Uma proteção com sabor de “já era hora”
Parece que a justiça, numa explosão de extrema meticulosidade que só ocorre um quarto de século depois, decidiu que havia alguns detalhes processuais no caso de Dulce Paz Venegas Martínez. Um Tribunal de Apelações, provavelmente folheando arquivos empoeirados, ordenou que fosse emitida uma nova ordem de prisão formal para a senhora, identificada como parceira sentimental do famoso e nada simpático Daniel Arizmendi López, “El Mochaorejas”. A razão? Um pequeno erro administrativo: ela deveria ter sido processada pelo sequestro de empresário na Justiça Comum, e não na Justiça Federal. Claro, porque quando se trata da namorada de um ícone do crime organizado, o importante é a comarca correta.
A justiça corrige o plano… 27 anos depois
O magistrado Joel Blanno Castro, num ato de precisão jurídica digna de um relojoeiro suíço, concedeu amparo a Paz Venegas, que reside no Centro de Prevenção e Reinserção Social (Santiaguito). A resolução de agosto de 1998, aquela relíquia do século passado onde foi decretada a prisão formal por privação ilegal de liberdade (também conhecido como sequestro) e crime organizado, permanece agora como um peso de papel insubsistente. Alguém se pergunta o que aconteceu durante todo esse tempo: eles perderam as chaves do arquivo? Eles estavam esperando que a tinta da decisão original secasse completamente?
A sentença, com clareza cristalina, indica que existiam irregularidades quando a então PGR (atual Procuradoria-Geral da República) “assumiu” o caso. Ou seja, ele aceitou como quem leva o último pedaço de bolo numa festa. Por isso, determinou que a mulher fosse julgada de acordo com o código penal da Cidade do México. Agora, um juiz da jurisdição comum terá a tarefa titânica de corrigir os “defeitos formais” da decisão anterior. Você pode confirmar a prisão? Ou ele vai derrubá-lo? O suspense é quase tão intenso quanto esperar que um tribunal decida em menos de duas décadas.

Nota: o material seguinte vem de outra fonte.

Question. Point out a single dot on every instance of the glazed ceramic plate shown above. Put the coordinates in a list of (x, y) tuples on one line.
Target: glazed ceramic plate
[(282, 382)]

As consequências: burocracia jurídica de nível especializado
A decisão, um documento que é sem dúvida uma jóia da escrita administrativa, instrui o juiz numa série de passos que soam como um ritual misterioso. Deve-se estabelecer a previsão do crime, destacar “a precisão da conduta criminosa analisada” (digamos, detalhar exatamente em que consistiu o sequestro, caso alguém tenha esquecido), e realizar um estudo da “provável responsabilidade” do denunciante. Tudo isso, desconsiderando as provas declaradas ilícitas, é claro. Porque nada diz “julgamento justo” como ter que começar do zero, descartando o que é inútil, quase três décadas depois dos acontecimentos.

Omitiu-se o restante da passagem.